原来如此。你心里闪过一丝莫名的失落,小声回答:“是的,一博老师。”
“今天的事,谢谢你。”他忽然又说。
你一时没反应过来:“啊?今天……什么事?”
“药 spray。”他言简意赅。
“哦哦,那个,不、不客气,应该的。”你连忙摆手,心里却在想,该说谢谢的是我才对,白天的事……

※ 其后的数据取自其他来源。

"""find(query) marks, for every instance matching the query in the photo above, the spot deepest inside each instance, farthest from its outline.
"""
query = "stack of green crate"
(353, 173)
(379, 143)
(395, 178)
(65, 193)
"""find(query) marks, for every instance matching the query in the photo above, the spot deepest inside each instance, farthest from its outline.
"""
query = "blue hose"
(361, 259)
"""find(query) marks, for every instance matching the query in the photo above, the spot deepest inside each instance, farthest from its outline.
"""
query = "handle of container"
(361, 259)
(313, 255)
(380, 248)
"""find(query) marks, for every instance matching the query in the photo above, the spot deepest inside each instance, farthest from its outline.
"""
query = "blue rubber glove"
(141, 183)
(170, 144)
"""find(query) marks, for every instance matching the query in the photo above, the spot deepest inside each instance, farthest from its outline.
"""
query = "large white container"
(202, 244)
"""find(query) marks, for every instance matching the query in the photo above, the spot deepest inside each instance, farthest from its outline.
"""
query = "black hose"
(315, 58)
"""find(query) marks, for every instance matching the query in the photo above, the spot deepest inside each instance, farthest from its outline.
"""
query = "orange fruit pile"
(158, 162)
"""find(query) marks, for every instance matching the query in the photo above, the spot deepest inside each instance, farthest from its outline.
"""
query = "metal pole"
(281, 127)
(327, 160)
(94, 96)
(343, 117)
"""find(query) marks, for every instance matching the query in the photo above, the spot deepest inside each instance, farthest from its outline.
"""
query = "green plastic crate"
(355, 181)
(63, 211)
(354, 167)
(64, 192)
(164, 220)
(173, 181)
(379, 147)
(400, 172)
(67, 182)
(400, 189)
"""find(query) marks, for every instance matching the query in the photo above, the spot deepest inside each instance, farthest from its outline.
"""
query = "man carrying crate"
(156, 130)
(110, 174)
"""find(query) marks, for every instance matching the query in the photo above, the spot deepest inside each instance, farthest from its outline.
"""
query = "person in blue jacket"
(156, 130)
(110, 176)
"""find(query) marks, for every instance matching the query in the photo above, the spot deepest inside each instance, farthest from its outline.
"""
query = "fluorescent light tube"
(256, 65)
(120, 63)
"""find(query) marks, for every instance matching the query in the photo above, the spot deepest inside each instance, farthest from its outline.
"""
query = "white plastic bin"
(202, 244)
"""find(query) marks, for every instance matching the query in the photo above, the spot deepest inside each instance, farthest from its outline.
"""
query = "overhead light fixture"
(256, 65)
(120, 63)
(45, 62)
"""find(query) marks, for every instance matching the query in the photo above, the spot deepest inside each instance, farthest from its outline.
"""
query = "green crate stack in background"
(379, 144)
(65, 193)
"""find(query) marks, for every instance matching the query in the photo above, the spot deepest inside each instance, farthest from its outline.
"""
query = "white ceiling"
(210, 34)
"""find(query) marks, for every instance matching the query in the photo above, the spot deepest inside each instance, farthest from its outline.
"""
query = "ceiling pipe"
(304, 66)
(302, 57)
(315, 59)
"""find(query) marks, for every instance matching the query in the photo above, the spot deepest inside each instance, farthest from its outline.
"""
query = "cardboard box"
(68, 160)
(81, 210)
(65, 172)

电梯到了你的楼层。你领着他走到你的房门口,手忙脚乱地拿出房卡开门:“您稍等一下,我马上找出来。”
你冲进房间,在化妆箱里翻找出那瓶崭新的消炎镇痛喷雾,又赶紧跑回门口递给他。
他接过喷雾,看了看:“是这个。谢谢。”
“不客气……”你犹豫了一下,还是鼓足勇气轻声说,“那个……一博老师,今天白天的事,也谢谢您。”
他正准备转身离开,闻言脚步顿住,回头看了你一眼。走廊暖黄的灯光落在他的眼睛里,那片琉璃般的眸子似乎染上了一点极淡的、难以察觉的温度。
“没什么,”他说,声音依旧清淡,却似乎比平时柔和了半分,“只是说了看到的事实。”
他晃了晃手里的喷雾:“这个,明天还你。”
“不用急着还的……”你话还没说完,他已经转身朝着电梯走去了。
看着他的背影消失在走廊尽头,你背靠着房门,缓缓滑坐到地上,用手捂住了依旧狂跳不止的心脏。
今晚的偶遇,和他寥寥数语,却在你心里掀起了滔天巨浪。
那颗遥远的星星,似乎……朝着你的方向,微微靠近了一点点。
而你不知道的是,电梯里,王一博看着手中那瓶小小的喷雾,指尖无意识地摩挲着瓶身,眼底掠过一丝自己都未曾察觉的柔和。
这个总是低着头、看似怯懦却专业认真,容易脸红又有点莽撞的小化妆师,好像……有点特别。